The Link Between Migraines and IBS — Serotonin
Migraines and Irritable Bowel Syndrome (IBS) seem to go hand-in-hand for many sufferers. We’ve talked before about the link between migraines, IBS and vitamin D, but a new study just released from the American Academy of Neurology has some compelling information that there may be a stronger link between migraines and IBS than we originally thought. According to the study’s authors, there may be a powerful genetic component to both disorders.
The Link Between Migraines and IBS
In the study, people with migraine were twice as likely to have IBS than people with only tension headache. Of the participants with IBS, 38 had migraine while 24 had tension headache. This connection prompted researchers to take a look at serotonin transporters and receptors and found that healthy participants had a gene that differed from those with IBS and/or migraines headaches. This means that we can clearly see a biological difference between those who suffer from migraines and IBS and those who don’t.
Migraines and Serotonin
This connection could mean a lot for people who suffer from migraines and IBS. Serotonin is a neurotransmitter that is made in the brain and found in the gastrointestinal tract and nervous system. It’s a chemical that acts on most brain cells and influences mood, sexual desire, appetite, sleep habits, memory, learning, temperature regulation and some social behavior. Serotonin levels can be modified with behavioral interventions, dietary supplements, and antidepressant drugs like SSRIs, SNRIs, TCAs. and MAOIs.

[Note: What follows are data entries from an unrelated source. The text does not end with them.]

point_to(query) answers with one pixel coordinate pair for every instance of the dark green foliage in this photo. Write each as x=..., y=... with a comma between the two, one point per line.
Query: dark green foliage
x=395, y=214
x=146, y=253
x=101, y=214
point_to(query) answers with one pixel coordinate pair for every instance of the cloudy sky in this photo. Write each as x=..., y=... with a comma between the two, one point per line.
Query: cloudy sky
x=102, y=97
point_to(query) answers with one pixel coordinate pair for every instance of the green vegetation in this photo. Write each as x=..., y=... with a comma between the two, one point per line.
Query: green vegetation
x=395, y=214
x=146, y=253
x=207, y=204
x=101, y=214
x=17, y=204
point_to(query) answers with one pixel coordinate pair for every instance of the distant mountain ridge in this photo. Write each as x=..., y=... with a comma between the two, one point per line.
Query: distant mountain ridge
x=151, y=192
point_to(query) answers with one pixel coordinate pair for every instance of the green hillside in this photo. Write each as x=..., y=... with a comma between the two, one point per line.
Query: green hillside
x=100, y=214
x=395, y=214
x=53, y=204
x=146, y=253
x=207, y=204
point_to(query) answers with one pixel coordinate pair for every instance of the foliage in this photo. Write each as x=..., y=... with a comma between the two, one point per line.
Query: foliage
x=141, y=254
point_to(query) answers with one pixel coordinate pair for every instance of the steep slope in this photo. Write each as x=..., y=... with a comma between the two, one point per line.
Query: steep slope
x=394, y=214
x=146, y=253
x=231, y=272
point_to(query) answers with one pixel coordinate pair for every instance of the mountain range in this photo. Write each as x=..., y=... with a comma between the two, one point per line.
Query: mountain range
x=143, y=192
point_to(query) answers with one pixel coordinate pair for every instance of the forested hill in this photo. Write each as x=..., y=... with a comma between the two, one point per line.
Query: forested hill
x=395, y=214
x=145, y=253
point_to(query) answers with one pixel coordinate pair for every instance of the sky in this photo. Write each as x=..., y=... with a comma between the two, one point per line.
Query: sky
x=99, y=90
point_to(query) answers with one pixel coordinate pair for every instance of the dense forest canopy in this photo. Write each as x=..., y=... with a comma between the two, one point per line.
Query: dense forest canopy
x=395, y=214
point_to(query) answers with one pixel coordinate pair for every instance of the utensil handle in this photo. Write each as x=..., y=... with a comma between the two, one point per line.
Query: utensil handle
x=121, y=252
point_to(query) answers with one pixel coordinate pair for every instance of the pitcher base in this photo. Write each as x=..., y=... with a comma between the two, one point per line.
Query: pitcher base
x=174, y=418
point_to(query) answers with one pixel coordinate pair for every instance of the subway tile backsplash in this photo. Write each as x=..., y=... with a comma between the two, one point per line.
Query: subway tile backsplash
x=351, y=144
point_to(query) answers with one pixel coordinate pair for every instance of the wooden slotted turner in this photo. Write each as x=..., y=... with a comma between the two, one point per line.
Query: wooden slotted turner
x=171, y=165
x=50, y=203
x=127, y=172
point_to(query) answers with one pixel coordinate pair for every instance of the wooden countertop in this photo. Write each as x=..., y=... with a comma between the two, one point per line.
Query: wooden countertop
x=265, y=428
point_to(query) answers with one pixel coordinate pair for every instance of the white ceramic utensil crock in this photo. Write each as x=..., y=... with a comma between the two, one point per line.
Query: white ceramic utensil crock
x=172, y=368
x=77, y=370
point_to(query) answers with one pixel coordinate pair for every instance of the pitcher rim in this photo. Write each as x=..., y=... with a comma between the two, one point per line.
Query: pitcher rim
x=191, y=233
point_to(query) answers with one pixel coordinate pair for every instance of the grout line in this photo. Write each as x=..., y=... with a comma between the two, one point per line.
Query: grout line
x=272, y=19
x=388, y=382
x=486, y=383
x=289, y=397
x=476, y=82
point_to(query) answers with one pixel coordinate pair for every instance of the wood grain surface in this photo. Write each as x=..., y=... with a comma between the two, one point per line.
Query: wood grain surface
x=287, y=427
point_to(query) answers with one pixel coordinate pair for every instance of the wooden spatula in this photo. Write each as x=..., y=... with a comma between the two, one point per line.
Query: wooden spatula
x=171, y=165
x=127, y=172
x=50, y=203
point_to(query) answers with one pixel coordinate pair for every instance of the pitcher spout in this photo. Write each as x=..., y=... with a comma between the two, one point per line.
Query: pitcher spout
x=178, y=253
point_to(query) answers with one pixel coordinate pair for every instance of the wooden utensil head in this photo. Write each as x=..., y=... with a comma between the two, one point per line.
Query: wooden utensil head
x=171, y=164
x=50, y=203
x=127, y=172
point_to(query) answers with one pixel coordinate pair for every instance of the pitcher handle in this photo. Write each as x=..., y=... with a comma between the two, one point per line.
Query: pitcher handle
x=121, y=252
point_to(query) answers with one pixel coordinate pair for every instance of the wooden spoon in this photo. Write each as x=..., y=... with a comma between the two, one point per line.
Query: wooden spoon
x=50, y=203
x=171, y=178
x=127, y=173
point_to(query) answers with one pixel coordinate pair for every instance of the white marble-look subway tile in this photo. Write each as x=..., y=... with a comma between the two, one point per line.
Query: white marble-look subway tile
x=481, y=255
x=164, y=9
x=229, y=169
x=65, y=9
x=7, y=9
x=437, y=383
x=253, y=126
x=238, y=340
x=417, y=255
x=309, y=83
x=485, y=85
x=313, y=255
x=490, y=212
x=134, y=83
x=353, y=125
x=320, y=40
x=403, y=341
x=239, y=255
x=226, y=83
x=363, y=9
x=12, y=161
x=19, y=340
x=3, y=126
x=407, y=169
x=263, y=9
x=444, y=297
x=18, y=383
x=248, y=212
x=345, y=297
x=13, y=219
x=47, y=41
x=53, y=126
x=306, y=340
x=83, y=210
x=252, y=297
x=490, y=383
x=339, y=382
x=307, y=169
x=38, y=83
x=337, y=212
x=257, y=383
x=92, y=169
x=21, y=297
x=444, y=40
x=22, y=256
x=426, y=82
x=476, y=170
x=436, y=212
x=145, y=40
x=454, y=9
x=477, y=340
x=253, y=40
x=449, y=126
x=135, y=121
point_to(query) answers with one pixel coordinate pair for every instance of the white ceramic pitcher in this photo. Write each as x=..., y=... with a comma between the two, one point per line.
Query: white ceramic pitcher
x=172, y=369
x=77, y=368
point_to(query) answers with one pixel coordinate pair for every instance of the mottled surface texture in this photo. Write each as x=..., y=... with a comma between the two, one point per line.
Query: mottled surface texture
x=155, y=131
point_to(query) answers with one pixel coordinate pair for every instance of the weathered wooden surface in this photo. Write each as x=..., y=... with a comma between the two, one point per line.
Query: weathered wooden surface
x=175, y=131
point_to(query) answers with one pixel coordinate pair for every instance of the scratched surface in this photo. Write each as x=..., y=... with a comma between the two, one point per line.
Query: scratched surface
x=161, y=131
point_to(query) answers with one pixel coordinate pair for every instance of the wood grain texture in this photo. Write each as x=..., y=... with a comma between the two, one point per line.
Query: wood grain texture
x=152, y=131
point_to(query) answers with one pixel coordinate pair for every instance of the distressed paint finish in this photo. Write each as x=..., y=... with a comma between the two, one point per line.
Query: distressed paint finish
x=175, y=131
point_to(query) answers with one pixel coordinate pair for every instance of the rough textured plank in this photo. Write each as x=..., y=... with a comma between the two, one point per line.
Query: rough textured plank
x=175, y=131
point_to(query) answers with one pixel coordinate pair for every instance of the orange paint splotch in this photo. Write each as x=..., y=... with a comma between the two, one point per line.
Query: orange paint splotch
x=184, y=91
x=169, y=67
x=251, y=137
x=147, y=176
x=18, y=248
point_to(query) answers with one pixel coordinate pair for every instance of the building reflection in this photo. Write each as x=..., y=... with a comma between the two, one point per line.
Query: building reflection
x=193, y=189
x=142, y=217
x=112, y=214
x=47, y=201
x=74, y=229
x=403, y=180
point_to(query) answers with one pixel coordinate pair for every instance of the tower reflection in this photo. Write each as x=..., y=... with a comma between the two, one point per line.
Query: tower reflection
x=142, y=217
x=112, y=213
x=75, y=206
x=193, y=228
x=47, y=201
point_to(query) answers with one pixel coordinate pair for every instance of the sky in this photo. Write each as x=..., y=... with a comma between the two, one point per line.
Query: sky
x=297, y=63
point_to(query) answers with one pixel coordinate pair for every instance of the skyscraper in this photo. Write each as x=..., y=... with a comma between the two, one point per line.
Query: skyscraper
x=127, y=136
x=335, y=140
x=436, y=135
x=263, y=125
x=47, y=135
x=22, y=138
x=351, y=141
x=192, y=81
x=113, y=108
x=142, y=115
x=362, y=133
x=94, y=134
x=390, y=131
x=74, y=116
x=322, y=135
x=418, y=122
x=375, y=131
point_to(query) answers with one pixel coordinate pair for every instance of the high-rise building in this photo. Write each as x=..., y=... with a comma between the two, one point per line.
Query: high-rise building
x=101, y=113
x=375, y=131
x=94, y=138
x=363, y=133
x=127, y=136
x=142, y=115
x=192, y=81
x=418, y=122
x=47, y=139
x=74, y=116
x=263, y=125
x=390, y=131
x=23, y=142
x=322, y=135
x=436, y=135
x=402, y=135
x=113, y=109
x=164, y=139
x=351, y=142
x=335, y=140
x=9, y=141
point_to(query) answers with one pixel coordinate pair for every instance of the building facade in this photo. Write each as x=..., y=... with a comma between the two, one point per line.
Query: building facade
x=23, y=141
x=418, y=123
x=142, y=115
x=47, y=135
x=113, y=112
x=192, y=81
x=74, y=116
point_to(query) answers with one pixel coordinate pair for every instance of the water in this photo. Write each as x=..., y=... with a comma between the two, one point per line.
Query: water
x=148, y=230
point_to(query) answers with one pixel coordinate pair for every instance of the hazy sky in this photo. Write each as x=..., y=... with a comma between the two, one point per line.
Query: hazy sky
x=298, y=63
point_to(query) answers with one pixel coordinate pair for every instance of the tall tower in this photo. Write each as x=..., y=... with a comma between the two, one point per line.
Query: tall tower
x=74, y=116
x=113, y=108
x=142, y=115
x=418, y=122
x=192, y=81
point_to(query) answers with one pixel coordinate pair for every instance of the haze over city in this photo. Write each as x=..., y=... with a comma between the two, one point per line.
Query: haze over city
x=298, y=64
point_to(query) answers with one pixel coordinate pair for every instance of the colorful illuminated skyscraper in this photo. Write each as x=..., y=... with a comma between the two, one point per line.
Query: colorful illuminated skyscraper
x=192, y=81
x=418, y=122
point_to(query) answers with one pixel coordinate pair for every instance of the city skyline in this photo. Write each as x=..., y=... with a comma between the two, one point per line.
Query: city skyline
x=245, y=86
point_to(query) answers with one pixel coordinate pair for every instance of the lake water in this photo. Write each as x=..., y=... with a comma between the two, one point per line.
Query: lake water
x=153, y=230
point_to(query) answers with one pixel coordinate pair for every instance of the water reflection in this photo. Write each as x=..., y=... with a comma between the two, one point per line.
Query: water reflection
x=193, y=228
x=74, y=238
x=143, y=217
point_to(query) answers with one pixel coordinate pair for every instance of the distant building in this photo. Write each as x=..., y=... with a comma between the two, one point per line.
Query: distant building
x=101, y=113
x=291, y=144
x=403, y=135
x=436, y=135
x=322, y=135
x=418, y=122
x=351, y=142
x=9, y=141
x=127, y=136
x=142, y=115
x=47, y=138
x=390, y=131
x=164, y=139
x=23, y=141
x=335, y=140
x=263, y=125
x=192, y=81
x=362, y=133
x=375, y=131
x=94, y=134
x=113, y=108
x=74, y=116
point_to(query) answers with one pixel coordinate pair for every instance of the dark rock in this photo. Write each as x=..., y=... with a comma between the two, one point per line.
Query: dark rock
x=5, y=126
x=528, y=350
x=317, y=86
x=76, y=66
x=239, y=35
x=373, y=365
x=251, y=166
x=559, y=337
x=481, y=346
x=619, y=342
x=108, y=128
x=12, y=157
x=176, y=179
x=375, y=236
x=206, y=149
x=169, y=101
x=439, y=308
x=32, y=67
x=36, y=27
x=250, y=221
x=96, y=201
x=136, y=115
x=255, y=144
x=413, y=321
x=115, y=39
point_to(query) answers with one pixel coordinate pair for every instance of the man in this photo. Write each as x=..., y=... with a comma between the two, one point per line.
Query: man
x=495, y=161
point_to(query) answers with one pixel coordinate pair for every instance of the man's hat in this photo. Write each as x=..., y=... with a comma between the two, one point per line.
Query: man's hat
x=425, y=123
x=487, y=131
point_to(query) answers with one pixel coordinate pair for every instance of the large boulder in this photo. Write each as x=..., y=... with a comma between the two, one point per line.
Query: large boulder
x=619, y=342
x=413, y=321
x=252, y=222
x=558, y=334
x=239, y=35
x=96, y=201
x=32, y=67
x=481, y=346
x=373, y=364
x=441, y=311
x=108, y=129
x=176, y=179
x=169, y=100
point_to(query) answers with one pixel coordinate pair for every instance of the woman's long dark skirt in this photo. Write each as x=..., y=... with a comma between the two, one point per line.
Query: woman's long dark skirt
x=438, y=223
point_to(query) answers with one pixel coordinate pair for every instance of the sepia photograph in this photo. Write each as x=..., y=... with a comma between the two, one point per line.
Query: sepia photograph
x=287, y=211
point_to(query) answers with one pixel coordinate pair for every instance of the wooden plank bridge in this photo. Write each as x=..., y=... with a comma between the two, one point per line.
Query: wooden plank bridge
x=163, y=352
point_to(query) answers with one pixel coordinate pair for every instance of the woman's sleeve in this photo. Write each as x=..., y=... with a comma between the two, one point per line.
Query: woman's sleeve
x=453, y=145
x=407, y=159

People with low serotonin levels are more likely to suffer from a variety of illnesses including migraine headache, chronic headache, chronic pain, depression and insomnia. It is believed that serotonin may cause the blood vessels in your head to contract, causing the unbearable throbbing pain that comes with migraine. Since serotonin is a neurotransmitter that is involved with human emotion, it makes sense that emotionally arousing experiences like stress, hunger, exercise and fatigue may trigger migraine headache. Intriguingly, these same events also trigger symptoms of IBS, including abdominal pain or cramping, feeling bloated, gas and diarrhea or constipation.
The Future of Migraine Research
This research is a huge step toward understanding both migraine headache and IBS, but more research will need to be conducted to truly understand the genetic connection.